Mon code postale ?? mais nan je
veux pas un sac Lapin Crétin... ma carte ?? j'en ai pas...
laissez moi sortir.... j'ai pas pris la bonne caisse ?? pourtant
la voix off m'a guidée, c'était la 7 ??.. je sais que la 1
faut la carte « one ».. nan j'ai déjà un sac.....je la
veux pas la carte, suis là juste pour une seule fois.. 10 euros pour
3 ans ?? 3 ans !!?? 3 ans à revenir ici de
son plein gré???!!
j'ai suivi les bandes bleues comme on
m'a dit, j'en ai même le tourni, j'ai tout vu, des piles, des Musso,
des Levy, des « Mon voisin est un connard », ou « Ma
belle mère une truie violette »... des portes clés en forme de surf avec les initiales BB dessus, des jeux
carambar pour l'apéro, un crayon « les mignons », une triple
compile Sinatra que c'est même pas Noël, le dernier Pagny, Pancol,
Pignol, y'a aussi un bouquin pour élever ton gosse, "L'informatique pour les nuls"et des recharges
cafetières sans nanoparticule dedans, deux volumes sur « comment
gérer ton ado » juste à côté des DVD "Termnator"... et ça c'est après deux virages
seulement le long des promontoir-pailles.. le dernier, il faut juste attendre qu'on t'appelle, juste
le temps de regarder ce qu'ils ont dans les mains, les caprinés
d'avant et ceux d'après qui passent au pupitre numéroté. Zigzag
dans cette prairie d'acariens de moquette acariâtre. La prochaine
fois je viens avec un GPS...ah merde ils en vendent aussi.
Rien à battre, dans les paluches, j'ai
le dernier Paulo... une compile certes, mais le dernier Paulo. Jamais
une pochette comme celle-ci. Bubar Paul en clair-obscur qui observe, la période la plus
existante de l’histoire... celle que tout le monde décortique
comme une finale de coupe du monde perdue, the compile 4 CD sans
inédit aucun, mais peu importe, j'ai ramé, j'ai fait le parcours
et suivi les bandes bleues tendues en zigzaguant pour arriver devant
le guichet sans sac, sans carte, sans code postal, ni la taille de
mon slip, juste j'ai franchi le chemin des agneaux avec ses 5 virages
de vide grenier culturel, épié par cette chenille derrière moi qui
matent le truc que j'ai dans les mains eux aussi.

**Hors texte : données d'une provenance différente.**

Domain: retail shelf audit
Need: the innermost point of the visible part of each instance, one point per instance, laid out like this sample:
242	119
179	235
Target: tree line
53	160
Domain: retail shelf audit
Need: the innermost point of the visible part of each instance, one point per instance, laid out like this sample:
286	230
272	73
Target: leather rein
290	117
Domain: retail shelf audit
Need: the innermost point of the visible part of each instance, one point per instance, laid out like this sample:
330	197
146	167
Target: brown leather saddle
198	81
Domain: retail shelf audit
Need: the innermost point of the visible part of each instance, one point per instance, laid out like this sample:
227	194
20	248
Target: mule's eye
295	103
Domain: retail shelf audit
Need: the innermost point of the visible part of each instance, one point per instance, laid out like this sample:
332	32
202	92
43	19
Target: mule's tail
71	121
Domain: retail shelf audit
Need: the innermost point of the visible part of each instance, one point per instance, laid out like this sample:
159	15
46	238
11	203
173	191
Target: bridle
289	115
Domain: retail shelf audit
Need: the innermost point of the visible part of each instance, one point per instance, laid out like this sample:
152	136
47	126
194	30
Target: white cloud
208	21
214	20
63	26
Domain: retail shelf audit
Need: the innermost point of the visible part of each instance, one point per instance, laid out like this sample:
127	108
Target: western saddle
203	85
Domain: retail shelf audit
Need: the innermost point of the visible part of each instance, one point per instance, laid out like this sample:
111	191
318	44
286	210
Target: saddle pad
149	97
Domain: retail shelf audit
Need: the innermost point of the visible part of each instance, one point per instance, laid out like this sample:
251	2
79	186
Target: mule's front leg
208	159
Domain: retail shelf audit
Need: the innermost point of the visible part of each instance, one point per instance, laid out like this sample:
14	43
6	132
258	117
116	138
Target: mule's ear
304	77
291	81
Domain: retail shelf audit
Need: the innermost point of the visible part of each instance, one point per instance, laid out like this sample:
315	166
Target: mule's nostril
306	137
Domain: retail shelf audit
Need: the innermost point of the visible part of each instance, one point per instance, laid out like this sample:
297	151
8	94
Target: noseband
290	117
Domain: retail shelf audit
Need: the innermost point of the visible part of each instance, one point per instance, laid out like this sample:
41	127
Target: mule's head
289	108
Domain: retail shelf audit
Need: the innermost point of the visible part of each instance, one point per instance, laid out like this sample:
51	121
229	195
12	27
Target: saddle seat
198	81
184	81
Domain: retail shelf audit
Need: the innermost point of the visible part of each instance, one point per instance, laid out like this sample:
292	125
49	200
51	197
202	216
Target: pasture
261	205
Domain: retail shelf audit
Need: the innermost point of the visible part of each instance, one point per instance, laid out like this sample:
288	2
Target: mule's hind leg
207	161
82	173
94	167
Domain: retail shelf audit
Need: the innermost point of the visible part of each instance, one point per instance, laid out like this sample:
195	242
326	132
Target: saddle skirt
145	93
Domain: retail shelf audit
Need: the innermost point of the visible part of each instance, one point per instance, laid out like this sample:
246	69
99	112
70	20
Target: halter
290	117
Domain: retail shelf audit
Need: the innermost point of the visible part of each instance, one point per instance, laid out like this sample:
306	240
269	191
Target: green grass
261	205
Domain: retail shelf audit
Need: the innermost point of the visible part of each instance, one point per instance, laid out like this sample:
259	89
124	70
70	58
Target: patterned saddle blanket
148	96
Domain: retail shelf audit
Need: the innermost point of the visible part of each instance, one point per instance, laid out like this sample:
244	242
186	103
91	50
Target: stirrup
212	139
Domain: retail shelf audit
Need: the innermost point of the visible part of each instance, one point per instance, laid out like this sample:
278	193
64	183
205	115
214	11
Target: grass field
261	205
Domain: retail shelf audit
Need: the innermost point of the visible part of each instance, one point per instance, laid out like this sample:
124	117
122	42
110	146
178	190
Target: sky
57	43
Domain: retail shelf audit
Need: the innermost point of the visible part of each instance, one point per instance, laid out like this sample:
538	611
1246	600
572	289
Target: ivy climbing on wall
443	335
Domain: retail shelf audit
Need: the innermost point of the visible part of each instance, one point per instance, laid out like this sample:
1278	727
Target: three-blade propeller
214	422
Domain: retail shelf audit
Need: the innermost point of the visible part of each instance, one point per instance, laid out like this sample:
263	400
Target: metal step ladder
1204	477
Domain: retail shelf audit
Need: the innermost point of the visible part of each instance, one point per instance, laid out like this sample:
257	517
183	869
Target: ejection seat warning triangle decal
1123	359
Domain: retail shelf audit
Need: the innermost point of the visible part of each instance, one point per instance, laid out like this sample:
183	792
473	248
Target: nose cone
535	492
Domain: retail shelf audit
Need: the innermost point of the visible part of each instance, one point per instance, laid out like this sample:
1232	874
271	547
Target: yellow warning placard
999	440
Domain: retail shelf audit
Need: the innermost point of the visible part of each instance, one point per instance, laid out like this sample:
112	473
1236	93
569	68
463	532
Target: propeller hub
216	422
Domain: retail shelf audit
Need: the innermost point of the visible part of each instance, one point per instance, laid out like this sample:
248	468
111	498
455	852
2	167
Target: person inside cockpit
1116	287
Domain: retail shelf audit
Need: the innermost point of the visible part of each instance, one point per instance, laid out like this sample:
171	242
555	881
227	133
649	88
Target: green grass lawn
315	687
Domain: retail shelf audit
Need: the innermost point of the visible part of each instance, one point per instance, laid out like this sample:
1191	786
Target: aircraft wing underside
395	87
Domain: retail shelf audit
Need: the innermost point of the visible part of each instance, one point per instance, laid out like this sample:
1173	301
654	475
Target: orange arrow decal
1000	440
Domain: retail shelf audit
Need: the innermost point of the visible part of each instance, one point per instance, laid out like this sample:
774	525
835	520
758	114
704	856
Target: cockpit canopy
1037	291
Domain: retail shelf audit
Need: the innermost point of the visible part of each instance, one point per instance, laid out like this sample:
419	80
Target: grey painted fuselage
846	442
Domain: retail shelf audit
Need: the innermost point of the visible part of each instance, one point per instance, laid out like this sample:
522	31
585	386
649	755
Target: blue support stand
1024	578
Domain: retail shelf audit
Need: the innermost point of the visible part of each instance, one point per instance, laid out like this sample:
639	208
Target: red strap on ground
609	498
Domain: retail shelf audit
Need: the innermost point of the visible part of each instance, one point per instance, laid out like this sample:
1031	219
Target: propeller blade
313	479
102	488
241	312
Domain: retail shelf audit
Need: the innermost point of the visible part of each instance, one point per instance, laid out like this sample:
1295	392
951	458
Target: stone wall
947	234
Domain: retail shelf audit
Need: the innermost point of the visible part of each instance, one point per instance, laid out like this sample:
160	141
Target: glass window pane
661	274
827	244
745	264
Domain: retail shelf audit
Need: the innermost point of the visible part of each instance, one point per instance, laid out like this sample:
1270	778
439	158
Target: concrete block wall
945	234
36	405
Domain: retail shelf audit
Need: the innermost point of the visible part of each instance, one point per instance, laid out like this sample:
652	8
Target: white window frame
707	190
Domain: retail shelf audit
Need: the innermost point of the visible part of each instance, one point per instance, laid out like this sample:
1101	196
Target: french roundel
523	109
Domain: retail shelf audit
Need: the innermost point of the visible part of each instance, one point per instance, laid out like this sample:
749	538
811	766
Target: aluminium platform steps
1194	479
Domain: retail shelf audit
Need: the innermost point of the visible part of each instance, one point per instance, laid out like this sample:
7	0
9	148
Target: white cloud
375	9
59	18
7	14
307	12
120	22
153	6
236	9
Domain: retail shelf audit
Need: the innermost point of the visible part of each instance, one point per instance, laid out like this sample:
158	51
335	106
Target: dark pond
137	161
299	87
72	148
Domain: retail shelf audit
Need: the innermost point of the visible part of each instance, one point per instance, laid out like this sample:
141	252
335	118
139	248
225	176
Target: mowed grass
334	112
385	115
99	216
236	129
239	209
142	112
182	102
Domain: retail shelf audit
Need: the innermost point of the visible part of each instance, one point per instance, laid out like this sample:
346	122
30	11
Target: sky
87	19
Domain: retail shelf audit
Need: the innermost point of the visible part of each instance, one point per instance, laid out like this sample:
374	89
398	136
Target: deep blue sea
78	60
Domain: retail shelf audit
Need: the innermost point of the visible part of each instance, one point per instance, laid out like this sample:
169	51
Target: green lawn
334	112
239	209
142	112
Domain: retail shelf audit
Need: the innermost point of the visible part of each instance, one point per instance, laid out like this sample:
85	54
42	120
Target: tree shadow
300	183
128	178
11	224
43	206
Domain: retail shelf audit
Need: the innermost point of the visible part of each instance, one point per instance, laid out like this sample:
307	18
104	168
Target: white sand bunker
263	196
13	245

Y'a des gens cheloux qui me suivent,
ils achètent ce que personne ne veut, oups, ce que tout le monde
achète, mon tricot de laine me rassure, y'a même pas un bouquin sur le
tajine tellement ils sont mijotés ces visiteurs fidélisés.
J'ai payé, j'ai l'objet, je me
faufile, j'ai presque pas dit non à toutes les questions de la
caissière hyper gentille aux yeux vitreux... elle n'a même pas eu
un rictus labiale quand j'ai posé cette objet sur son tapis
démagnétiseur !! cette pochette magnifique.
Je suis sorti de cette grande surface
fouillé pour la 3ème fois, sans qu'on me dise... « eh man...
moi aussi j'adore Paulo Guy... » Yo... rien à battre, j'ai mon
parcours combattu, j'ai lâché de la caillasse à la fnac juste
parce que dans mes paluches sans sac j'ai la quadruple compile de
Paul McCartney 2016 et que lâcher de la fraîche là, c'est un
combat, une faiblesse, une douleur. Et là, tout craneux, comme un gamin, j'ai même pas mal.
67 morceaux, rien de neufs, juste le
fait que des morceaux de « Wild Life », « Press to
Play » ou « London Town » sont enfin dans une
compilation, 4 CD mérités, un superbe objet à faire stopper un
blog, un bouclage. Il fallait bien un tour à la fnac pour rentrer vidé en
guerrier, se poser pour déguster le son de « Pure ».